Secondary school in County Donegal, Ireland

Scoil Mhuire, Buncrana is a co-educational voluntary Catholic secondary school, located in Buncrana in County Donegal, Ireland. The school was founded by the Sisters of Mercy in 1933 and continues to have a Catholic ethos under the trusteeship of the Catholic Education an Irish Schools Trust (CEIST).
It had 788 students in 2021.

The school's current principal teacher is Rosaleen Grant.

==History==

Scoil Mhuire was established in 1933 initially as a female post-primary school under the patronage of the Sisters of Mercy. The sisters had already purchased Rockfort House, a large detached country house and land. This house was of early nineteenth-century date that was the seat of the Stewart\Stuart family. This site remains the location of Scoil Mhuire to date.
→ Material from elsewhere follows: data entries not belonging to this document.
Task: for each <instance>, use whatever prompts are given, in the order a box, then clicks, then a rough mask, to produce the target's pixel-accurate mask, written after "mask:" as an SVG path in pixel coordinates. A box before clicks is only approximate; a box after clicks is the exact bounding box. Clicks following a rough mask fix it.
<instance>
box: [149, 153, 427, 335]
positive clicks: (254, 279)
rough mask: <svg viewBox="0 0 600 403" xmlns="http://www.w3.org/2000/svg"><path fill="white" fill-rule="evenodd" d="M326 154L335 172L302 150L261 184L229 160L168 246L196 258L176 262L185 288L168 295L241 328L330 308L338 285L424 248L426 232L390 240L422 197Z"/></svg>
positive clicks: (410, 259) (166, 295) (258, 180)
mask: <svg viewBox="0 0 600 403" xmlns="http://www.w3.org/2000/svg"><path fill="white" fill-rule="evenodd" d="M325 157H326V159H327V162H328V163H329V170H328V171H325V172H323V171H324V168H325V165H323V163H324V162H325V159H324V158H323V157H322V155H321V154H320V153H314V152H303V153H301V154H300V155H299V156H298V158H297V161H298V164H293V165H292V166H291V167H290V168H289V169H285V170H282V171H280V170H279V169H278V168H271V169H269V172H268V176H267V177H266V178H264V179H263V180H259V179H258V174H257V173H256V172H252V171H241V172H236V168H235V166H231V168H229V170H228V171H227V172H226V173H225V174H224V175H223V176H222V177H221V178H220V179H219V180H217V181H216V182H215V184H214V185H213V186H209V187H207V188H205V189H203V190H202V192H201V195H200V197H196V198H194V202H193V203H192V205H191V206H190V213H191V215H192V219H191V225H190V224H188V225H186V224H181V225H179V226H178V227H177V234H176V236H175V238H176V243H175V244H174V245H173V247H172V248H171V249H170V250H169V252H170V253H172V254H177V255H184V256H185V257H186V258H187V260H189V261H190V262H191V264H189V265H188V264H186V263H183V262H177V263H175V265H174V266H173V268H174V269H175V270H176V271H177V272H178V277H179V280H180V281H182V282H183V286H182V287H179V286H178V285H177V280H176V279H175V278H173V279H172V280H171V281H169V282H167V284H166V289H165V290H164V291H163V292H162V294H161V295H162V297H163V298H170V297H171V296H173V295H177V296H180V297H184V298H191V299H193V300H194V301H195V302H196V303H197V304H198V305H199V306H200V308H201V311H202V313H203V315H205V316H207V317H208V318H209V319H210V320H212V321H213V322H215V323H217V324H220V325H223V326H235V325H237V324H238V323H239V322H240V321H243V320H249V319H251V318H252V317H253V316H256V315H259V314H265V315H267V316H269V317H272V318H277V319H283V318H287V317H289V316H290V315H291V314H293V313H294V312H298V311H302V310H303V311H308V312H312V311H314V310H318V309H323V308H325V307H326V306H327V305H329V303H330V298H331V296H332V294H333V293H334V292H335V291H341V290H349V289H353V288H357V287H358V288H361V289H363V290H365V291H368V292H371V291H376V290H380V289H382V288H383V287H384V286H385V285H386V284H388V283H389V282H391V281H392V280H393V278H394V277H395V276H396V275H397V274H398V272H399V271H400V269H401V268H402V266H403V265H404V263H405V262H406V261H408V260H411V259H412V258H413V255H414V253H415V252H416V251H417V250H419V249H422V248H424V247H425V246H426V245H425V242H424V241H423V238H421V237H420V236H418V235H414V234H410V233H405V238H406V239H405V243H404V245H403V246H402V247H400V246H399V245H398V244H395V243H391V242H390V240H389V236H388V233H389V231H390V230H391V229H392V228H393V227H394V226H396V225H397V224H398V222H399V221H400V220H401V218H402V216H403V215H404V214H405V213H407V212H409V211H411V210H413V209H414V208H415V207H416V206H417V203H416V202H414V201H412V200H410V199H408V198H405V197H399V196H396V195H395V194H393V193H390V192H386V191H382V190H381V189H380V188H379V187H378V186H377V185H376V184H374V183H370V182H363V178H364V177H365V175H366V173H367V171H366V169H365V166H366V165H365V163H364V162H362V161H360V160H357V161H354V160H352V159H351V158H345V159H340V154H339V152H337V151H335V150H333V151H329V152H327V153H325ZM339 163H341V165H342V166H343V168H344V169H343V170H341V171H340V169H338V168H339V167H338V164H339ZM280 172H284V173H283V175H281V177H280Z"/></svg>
The sisters used Rockfort house both as a convent and as a school. This included a boarding school for students from rural areas considered too far away for daily travel. As both the numbers of pupils and Sisters of Mercy grew, Rockfort House became too small. The decision was made to build a new purpose-built convent. It was designed by Dublin architect Simon Aloysius Leonard. The foundation stone was laid on 2 February 1952, and the sisters moved into the new building on 23 September 1953. The original building, Rockfort House, became the Boarding School.

In 1966, the then Minister for Education Donogh O'Malley, announced that from 1969 all children would be entitled to free education. The decision was therefore made by the Sisters of Mercy for Scoil Mhuire to become co-educational, teaching both girls and boys. With this expansion came the need for a larger school building. The new building was opened in 1973. The school stopped taking in boarders and the original Rockfort House was knocked down to make way for a new extension in the early 1990s.

The Sisters of Mercy closed their convent in 2012 and the convent building was subsequently converted to teaching space.

In 2020 it was announced by the then Minister for Education, Joe McHugh, that substantial new building works had been approved by the Department of Education. This will include three science labs with preparation areas, two mainstream classrooms, two special education teaching rooms.

==Notable former pupils==
- Grainne Gallanagh, Irish model, Miss Universe Ireland 2018. Participant in Dancing with the Stars 2020.
- Claire Irwin, Quantity Surveyor on Room to Improve, the architectural renovation TV series broadcast on theRTÉ One.
- John Maguire, Director of International Relations and Cooperation of France Médias Monde and a member of the Executive Board of the Association for International Broadcasting. He is a former Paris correspondent for RTÉ and The Irish Times.
- Killian McLaughlin, Zoologist, Conservationist and Lawyer. Known in the media as ‘The Bearman of Buncrana’.
- Mark Timlin, association footballer with Derry City and Finn Harps.